PSDB, MDB e PP podem se unir pra organizar a oposição em Goiás

O problema é que o desgaste do PSDB pode contaminar os possíveis aliados. Seus deputados querem cair fora do partido

Vítima de um armagedom dos mais poderosos, o PSDB de Goiás se tornou “amigo” das funerárias ou dos caixões. Não morreu. Mas está baleado. Seus deputados só pensam em sair do partido. Tião Caroço, Diego Sorgatto, deputados estaduais, e Célio Silveira já estão negociando, no bom sentido, o passe. Não ficam, nem que a vaca tussa euros ou dólares, no Partido da Derrota Acachapante, como o PSDB está sendo chamado pelos próprios tucanos. Acredita-se que, no final, só Lêda Borges, Talles Barreto e Gustavo Sebba, deputados estaduais, vão permanecer tucanos.

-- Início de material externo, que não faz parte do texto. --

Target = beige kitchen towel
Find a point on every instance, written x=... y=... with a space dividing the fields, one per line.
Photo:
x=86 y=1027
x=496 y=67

Diego Sorgatto deve ser candidato a prefeito de Luziânia pelo DEM ou pelo MDB. Célio Silveira, à espera da janela partidária, está de “contrato assinado” com o DEM de Ronaldo Caiado. Trata-se do único deputado federal do PSDB. Tião Caroço está com a ficha do PP no bolso, mas ainda não pode assiná-la, sob pena de perder o mandato.

Cultivando o fino da fossa, não da bossa, líderes do PSDB avaliam que só há uma saída: produzir, quase do nada, uma oposição. Como? Sozinho, com poucos deputados, não dá para fazer oposição. Sobretudo porque o partido não tem líderes. A rigor, ninguém quer ser líder do partido. Ou melhor, quem quer talvez não tenha condições de ser líder.

Há uma saída: unir-se a parte do MDB, a de Daniel Vilela e Maguito Vilela, que planeja fazer oposição a Ronaldo Caiado. O vilelismo quer manter a Prefeitura de Aparecida de Goiânia e eleger o prefeito de Goiânia — talvez com Maguito Vilela na disputa (se não estiver inelegível). O objetivo é constituir força para a disputa do governo em 2022 e, ao mesmo tempo, manter o controle do MDB. A parte caiadista do MDB rejeita qualquer ideia de oposição e está disposta a bater chapa com Daniel Vilela para tentar conquistar o mando político no partido.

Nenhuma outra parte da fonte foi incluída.